Había problemas más importantes de que preocuparse. «Los sacerdotes temen que le suceda algo a Susebron. Están ansiosos porque yo les dé un heredero. Dicen que es por causa de la sucesión, pero han pasado cincuenta años sin molestarse. Estuvieron dispuestos a esperar veinte años para conseguir su esposa de Idris. Sea cual sea el peligro, no es urgente. Y, sin embargo, los sacerdotes actúan como si lo fuera».

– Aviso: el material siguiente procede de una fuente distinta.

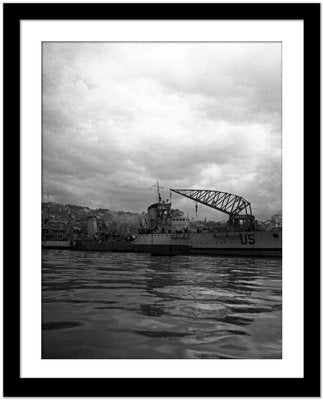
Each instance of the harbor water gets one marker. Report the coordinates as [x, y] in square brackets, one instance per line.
[139, 306]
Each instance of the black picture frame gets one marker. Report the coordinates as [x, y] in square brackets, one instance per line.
[14, 385]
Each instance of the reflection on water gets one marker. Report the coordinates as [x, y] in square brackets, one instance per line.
[114, 305]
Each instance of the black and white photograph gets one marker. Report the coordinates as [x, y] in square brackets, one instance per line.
[160, 176]
[162, 200]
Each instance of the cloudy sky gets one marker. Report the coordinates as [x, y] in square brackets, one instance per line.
[117, 117]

Tal vez los sacerdotes ansiaban tanto una esposa de linaje real que habían estado dispuestos a correr el riesgo. Pero entonces no tendrían por qué haber esperado treinta años. Vivenna podía haber engendrado hijos hacía años. Aunque tal vez el tratado especificaba un momento y no una edad. Tal vez sólo establecía que el rey de Idris tenía veinte años para proporcionar una esposa al rey-dios. Eso explicaría por qué su padre había podido enviar a Siri a cambio. Siri se maldijo por haber ignorado las lecciones sobre el tratado. En realidad no conocía su contenido. Por lo que sabía, el peligro podía estar escrito en el documento mismo.

Necesitaba más información. Por desgracia, los sacerdotes eran inamovibles, los criados silenciosos, y Dedos Azules, bueno…

Siri lo encontró atravesando una habitación mientras escribía en su libro. Corrió tras él, arrastrando su cola. Dedos Azules se volvió al verla. Abrió mucho los ojos, apretó el paso y entró en otra habitación. Siri lo llamó, moviéndose tan rápido como se lo permitía el vestido, pero cuando llegó, él ya no estaba allí.

—¡Colores! —maldijo, sintiendo que el cabello se le volvía rojo fuerte por el malestar—. ¿Sigues pensando que no trata de evitarme? —preguntó a la mayor de sus criadas.

La mujer bajó los ojos.

—Sería impropio de un sirviente de palacio evitar a su reina, Receptáculo. No debe de haberte visto.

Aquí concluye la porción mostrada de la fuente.